My main reason for getting my hands on a new CD of mainly orchestral music by Sibelius featuring the Bergen Philharmonic and Edward Gardner was to listen to the couple of tracks that feature soprano Lise Davidsen. I first saw her with the TSO in 2019 and I thought she was great.
The most substantial piece is Luonnotar which is drawn from the Kalevala and tells the often told story of the universe being created from an egg. This is big orchestra Sibelius ad Gardner is not afraid to go to the extremes in the contrasts of dark and light and, of curse, volume. Davidsen sings with great beauty and no sign at all of stress all through her range, even over a sometimes very loud orchestra. It’s all super smooth and really impressive.
She’s back for the one vocal number in the suite drawn from the incidental music from Pelléas och Mélisande; the Swedish translation of the Maeterlinck play. She’s singing here in Swedish rather than Finnish which I find much easier to follow and I again thought that it was a really smooth performance with beauty of tone and clear diction. The other (orchestral) parts of the suite are interesting. Some of it is Sibelian brooding but there are a couple of quite light and jaunty pieces that involve nicely pointed dance rhythms.

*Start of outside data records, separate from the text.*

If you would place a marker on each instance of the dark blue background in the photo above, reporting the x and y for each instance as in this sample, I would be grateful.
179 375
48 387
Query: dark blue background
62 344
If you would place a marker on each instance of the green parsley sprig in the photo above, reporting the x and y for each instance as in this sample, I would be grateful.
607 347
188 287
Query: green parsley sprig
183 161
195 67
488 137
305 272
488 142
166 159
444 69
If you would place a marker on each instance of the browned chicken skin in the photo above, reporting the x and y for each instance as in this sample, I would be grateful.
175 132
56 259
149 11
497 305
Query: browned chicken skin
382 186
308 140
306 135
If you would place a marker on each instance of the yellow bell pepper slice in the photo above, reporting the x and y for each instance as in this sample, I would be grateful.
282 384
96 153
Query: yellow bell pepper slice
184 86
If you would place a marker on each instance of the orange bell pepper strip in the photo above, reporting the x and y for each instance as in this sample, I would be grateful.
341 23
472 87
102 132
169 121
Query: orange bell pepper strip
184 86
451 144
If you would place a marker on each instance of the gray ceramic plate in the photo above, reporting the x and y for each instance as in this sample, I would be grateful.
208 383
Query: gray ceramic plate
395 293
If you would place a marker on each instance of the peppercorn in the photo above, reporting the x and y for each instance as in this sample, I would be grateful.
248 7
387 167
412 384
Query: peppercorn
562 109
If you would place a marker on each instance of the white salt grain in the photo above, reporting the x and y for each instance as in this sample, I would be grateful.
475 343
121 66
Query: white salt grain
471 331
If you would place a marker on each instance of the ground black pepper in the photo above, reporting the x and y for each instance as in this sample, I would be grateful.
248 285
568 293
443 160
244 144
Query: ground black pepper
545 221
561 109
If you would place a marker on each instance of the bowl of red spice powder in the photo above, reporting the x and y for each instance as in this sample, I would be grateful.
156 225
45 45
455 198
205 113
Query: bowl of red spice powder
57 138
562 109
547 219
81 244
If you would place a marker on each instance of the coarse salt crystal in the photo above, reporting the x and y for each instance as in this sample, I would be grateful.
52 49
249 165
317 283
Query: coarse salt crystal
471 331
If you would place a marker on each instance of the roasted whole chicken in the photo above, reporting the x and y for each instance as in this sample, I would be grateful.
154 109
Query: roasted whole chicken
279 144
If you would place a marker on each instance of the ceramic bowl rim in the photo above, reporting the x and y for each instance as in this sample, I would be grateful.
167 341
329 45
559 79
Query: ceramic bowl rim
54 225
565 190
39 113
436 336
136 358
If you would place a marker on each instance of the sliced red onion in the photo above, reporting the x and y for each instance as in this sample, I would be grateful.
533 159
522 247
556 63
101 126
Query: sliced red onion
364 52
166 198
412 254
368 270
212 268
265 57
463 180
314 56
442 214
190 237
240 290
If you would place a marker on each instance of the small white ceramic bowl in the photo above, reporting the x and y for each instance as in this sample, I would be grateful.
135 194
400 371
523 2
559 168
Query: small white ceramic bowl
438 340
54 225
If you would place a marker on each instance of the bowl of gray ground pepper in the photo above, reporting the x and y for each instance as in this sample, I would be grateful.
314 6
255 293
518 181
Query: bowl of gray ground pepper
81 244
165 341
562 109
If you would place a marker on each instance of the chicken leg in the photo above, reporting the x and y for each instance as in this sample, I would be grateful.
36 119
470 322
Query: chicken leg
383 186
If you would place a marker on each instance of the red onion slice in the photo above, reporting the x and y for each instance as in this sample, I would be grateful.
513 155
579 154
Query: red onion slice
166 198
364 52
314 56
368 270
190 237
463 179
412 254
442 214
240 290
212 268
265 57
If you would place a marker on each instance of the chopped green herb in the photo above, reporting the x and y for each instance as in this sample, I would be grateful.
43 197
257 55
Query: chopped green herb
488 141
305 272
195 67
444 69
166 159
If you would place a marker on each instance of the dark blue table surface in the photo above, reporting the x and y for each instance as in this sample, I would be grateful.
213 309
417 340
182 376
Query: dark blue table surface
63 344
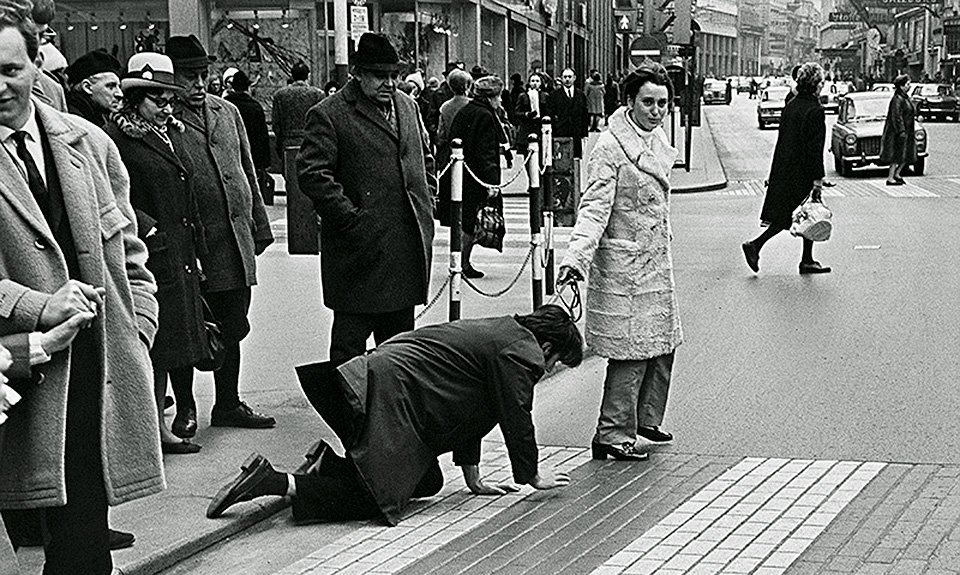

The other pieces on the disk are the forest tone poem Tapiola, which is very dark and brooding and very loud, and two shorter pieces; Spring Song and Rakastava.
The Bergen Phil is a really good orchestra and Gardner knows what he is doing. This is classy Sibelius. My only regret is that I listened to it in a standard CD quality electronic version, which admittedly was nicely balanced and sounded like a good CD, whereas the actual release is a Chandos hybrid SACD and 24 bit CD recording and every one of those I’ve heard has been technically brilliant. So it goes.